Courtroom Cleared in WikiLeaks Hearing as Classified Materials Discussed

Dec 19, 2011 3:35pm

The fourth day of a pre-trial hearing for alleged WikiLeak source Bradley Manning began in Maryland today with testimony including technical descriptions of computer programs, secret discussions out of public view and questions about the Army private’s sexuality.

Manning is accused of giving military reports, Guantanamo Bay detainee assessments and diplomatic cables from U.S. embasssies to WikiLeaks.

The first witness at Monday’s Article 32 hearing at Ft. Meade was the Army investigator who conducted a forensic examination of  two work computers used by Manning during his deployment to Baghdad.

David Shaver, a special agent with the Army’s Computer Crimes Investigative Unit (CCIU), testified that an examination of the computer hard drives found evidence that Guantanamo Bay detainee assessments had been downloaded through the use of an unauthorized program known as WGet, which enables the quick download of large amounts of data. But because the four detainee assessments were found in “unallocated files,” or deleted files, there is no way to know who used WGet to download the files onto the computers.

Shaver testified that he did not know whether WGet was present on other secure computers at Manning’s workspace, to which defense attorneys pointed out that WGet can also be used for data mining, a key job for an intelligence analyst such as  Manning.

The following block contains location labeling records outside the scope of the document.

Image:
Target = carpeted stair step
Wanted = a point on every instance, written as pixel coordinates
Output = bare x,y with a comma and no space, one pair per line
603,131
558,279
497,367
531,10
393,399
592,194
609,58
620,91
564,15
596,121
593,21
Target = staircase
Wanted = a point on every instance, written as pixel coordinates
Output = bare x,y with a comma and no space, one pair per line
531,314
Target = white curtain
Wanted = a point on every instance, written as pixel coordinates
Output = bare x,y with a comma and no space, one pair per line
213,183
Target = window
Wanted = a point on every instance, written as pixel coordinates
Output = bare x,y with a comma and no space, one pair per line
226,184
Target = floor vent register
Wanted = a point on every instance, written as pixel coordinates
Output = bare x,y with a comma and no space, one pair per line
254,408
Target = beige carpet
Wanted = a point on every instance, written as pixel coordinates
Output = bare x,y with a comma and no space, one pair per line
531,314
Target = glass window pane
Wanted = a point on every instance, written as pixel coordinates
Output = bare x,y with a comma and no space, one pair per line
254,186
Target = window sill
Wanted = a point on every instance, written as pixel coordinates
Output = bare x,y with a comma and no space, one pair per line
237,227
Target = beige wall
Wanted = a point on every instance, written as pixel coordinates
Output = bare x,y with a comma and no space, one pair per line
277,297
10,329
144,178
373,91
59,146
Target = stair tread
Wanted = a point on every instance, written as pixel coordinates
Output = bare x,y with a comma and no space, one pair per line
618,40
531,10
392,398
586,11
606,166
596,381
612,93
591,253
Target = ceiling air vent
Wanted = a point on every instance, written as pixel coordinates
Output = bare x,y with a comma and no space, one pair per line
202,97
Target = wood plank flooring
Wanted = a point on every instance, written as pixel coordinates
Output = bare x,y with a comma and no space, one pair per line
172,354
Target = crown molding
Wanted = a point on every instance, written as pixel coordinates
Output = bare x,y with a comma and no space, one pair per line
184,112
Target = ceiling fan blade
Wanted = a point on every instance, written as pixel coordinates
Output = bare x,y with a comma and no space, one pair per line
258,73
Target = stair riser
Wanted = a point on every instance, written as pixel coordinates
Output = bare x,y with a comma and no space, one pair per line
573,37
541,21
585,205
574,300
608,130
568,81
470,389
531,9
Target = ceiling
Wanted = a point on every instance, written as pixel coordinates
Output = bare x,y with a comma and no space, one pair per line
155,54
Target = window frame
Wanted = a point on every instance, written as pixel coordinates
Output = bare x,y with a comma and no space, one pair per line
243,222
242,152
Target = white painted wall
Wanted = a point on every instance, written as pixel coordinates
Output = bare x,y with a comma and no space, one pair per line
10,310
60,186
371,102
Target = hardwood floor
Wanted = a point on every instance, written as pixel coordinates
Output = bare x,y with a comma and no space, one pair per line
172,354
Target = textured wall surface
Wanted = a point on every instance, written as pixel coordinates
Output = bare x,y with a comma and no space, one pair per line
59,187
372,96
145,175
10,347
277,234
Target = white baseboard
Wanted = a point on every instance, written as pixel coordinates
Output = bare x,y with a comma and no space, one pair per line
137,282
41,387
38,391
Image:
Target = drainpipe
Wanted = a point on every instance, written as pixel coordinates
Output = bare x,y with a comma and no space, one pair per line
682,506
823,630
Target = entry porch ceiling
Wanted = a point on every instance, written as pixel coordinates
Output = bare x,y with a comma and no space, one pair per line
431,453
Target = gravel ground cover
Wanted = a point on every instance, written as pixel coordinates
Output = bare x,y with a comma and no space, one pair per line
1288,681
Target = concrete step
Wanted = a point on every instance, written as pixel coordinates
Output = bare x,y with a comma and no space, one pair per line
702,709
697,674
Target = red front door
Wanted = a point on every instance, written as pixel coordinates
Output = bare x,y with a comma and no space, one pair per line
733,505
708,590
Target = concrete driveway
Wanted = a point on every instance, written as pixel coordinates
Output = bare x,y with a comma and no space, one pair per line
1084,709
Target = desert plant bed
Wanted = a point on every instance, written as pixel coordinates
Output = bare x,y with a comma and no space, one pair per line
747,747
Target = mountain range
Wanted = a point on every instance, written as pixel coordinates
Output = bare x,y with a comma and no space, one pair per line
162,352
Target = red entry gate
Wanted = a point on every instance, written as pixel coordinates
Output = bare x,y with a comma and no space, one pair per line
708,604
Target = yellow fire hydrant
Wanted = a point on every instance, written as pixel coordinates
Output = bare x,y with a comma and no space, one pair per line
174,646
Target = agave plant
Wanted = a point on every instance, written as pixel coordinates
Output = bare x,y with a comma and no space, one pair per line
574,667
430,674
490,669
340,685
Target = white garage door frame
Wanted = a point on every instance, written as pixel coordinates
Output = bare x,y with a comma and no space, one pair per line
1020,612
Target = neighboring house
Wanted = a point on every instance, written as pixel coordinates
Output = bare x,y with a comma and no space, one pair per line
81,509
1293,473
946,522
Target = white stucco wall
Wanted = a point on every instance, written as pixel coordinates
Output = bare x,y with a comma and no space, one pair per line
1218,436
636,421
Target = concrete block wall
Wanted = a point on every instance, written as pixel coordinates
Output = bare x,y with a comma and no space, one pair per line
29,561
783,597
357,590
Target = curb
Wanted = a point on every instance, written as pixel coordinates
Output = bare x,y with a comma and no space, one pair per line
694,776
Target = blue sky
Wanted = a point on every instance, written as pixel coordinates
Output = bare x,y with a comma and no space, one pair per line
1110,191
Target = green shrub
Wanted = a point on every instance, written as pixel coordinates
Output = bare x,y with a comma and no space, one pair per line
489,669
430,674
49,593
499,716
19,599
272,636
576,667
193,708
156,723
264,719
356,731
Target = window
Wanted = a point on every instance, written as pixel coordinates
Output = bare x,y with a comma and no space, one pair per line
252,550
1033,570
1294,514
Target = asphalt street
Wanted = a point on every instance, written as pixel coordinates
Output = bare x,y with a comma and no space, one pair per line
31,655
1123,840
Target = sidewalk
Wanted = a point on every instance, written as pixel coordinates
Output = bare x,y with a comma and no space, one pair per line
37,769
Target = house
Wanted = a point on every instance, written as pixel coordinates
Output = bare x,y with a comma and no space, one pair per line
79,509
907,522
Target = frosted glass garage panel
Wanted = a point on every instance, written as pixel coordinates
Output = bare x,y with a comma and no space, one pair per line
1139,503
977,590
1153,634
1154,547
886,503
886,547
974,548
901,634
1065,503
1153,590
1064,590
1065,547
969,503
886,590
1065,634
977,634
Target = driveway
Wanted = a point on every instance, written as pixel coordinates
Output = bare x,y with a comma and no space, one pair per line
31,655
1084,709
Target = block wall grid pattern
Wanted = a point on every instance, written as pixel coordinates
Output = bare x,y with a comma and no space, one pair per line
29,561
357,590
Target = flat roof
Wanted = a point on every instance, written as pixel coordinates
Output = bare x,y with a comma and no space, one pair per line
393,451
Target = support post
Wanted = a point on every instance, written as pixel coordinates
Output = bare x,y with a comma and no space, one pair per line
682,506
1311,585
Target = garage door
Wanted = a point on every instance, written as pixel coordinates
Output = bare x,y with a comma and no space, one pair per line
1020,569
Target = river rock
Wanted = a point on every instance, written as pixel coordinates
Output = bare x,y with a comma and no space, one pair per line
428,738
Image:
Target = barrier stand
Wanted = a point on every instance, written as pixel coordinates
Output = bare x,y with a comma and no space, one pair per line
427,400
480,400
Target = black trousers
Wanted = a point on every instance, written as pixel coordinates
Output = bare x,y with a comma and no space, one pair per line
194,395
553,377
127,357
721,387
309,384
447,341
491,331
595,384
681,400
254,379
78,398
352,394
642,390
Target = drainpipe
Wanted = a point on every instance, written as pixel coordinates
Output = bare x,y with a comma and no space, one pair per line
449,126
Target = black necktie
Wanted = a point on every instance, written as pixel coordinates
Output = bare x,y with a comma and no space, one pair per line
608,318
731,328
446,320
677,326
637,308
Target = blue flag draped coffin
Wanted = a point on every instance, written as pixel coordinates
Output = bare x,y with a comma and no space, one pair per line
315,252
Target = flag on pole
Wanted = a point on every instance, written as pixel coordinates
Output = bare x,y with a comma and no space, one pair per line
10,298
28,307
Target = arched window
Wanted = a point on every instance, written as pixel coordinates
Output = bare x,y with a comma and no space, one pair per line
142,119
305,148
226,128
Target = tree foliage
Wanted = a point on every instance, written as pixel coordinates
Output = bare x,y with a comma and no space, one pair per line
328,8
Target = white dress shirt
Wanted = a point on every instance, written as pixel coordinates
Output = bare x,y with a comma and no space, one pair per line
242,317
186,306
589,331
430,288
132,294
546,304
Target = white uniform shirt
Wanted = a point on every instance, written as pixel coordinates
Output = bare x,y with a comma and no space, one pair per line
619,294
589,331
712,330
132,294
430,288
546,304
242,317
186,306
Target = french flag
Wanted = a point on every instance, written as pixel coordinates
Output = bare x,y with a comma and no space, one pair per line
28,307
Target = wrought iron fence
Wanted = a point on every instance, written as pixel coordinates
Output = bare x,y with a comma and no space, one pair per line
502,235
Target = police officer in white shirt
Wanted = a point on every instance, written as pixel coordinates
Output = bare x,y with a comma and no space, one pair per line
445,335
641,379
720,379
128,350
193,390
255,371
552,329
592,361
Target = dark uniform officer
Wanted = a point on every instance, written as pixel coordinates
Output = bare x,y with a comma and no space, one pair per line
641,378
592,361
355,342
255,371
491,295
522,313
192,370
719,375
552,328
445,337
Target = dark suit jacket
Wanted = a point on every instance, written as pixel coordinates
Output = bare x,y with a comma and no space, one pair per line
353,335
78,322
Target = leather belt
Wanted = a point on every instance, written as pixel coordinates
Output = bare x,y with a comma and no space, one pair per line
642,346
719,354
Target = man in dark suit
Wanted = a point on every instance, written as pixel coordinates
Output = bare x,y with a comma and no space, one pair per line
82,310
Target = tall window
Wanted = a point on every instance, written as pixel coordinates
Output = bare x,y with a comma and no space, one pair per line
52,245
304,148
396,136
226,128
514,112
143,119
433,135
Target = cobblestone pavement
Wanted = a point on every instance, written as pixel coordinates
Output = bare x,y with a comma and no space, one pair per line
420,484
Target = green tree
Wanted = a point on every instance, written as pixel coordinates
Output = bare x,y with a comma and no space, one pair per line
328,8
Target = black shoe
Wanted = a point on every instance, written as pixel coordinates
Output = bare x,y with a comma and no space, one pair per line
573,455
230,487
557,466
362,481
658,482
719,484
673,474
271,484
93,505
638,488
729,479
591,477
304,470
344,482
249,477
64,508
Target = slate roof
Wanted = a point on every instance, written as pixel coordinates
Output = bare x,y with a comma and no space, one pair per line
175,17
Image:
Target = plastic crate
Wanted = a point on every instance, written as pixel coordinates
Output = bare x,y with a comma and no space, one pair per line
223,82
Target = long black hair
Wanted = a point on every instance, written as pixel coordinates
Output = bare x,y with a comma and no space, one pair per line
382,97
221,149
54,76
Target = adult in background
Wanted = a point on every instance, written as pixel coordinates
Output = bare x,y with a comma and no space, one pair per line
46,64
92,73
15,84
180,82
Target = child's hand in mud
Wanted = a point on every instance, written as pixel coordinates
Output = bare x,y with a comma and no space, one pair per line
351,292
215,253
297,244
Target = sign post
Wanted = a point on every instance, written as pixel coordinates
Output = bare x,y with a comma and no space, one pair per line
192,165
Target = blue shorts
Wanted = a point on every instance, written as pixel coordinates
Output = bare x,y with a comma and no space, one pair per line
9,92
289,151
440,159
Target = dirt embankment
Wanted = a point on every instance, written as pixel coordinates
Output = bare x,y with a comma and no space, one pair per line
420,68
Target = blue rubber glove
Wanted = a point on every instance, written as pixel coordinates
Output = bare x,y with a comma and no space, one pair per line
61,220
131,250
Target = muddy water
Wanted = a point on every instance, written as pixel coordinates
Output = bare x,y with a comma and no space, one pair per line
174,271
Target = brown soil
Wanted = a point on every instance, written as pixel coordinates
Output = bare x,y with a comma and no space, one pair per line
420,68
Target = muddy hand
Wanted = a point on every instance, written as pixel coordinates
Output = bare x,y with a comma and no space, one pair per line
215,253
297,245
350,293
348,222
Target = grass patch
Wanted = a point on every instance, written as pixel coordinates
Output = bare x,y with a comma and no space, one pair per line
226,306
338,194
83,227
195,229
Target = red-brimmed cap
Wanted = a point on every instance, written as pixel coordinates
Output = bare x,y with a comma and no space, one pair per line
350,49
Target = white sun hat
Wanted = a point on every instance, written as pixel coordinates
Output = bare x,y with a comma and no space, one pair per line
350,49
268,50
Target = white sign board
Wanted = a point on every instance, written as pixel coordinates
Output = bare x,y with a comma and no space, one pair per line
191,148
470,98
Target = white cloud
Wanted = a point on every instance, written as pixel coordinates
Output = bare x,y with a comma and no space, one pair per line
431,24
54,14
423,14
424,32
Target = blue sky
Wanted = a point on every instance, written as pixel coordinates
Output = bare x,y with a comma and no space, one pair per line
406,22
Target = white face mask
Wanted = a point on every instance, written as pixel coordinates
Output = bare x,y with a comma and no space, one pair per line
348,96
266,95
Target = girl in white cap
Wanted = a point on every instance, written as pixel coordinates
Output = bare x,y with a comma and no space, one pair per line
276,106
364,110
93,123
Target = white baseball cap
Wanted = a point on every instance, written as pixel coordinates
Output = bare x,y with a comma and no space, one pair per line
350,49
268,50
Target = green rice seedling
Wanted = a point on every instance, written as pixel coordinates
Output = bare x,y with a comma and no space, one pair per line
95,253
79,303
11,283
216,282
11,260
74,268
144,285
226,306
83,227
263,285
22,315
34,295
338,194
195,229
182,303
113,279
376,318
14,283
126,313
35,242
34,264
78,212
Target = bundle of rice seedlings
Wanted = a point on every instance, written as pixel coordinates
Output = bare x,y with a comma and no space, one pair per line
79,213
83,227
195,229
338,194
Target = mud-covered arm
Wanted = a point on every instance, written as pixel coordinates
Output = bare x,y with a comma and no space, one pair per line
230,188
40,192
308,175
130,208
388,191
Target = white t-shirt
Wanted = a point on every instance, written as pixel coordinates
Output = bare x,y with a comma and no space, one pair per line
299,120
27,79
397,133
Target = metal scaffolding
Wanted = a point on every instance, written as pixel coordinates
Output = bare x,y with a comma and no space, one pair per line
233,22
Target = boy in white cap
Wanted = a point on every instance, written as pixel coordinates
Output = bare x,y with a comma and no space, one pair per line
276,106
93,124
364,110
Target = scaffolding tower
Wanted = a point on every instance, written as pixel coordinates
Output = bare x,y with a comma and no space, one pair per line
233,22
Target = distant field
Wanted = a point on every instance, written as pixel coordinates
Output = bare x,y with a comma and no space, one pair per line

Shaver also said that State Department cables found on one of Manning’s computers did not match those released on the WikiLeaks website.  He speculated this was because the folder encasing the particular files was corrupted for the user, although he was unable to know when the corruption might have occurred.

Manning’s other computer was found to contain an additional 100,000-plus State Department cables among its deleted files, but there was  no way to know which computer-user profile had accessed the information.

At the request of prosecutors, a portion of Shaver’s testimony was closed to the media and general public so that classified materials could be discussed.  Although Manning’s defense team does not have a security clearance, it was allowed to be present under a non-disclosure agreement for the proceedings.  David Coombs, Manning’s lead defense counsel, noted an on-the-record objection to closing the session.

The Bradley Manning Support Network issued a statement expressing how it was “deeply troubled by the imposition of an unexplained media blackout without any avenue for redress.” 

The next witness was Manning’s former roommate during his deployment in Iraq, Army. Spc. Eric S. Baker, who testified that he did not consider Manning a friend. “I didn’t know too much about his feelings in the military, but I knew he probably planned on getting out,” he said.

Baker described Manning’s using a computer “quite often. Like, between chow times, and like, when I’d wake up in the middle of the night he’d be on the computer.”  Manning owned a personal Mac Book Pro, microphone, external hard drive and an iPod touch.

Baker said that he never saw what was on Manning’s screen nor used Manning’s personal computer himself.

Coombs asked Baker whether he was not a friend of Manning’s because of Manning’s homosexuality and asked him why he thought the Army wasn’t the place for Manning. “Did you think it was because he was gay?” he asked. “I have no idea,” Baker replied.

“Because the two of you really weren’t friends?” Coombs said.

“Yes, sir,” Baker said.

Also testifying today was Mark Johnson, a contractor for CCIU. who did the forensic imaging of Manning’s personal Mac Book Pro.  He said he was looking for “two specific things:  Internet chats with Adrian Lamo and classified information or government information.”

His search turned up the instant messaging software called Adium, which contained chat logs between Manning and Lamo.

Lamo, known for his high-profile hacking Yahoo and The New York Times websites, reported Manning’s claims of having leaked government documents to federal authorities.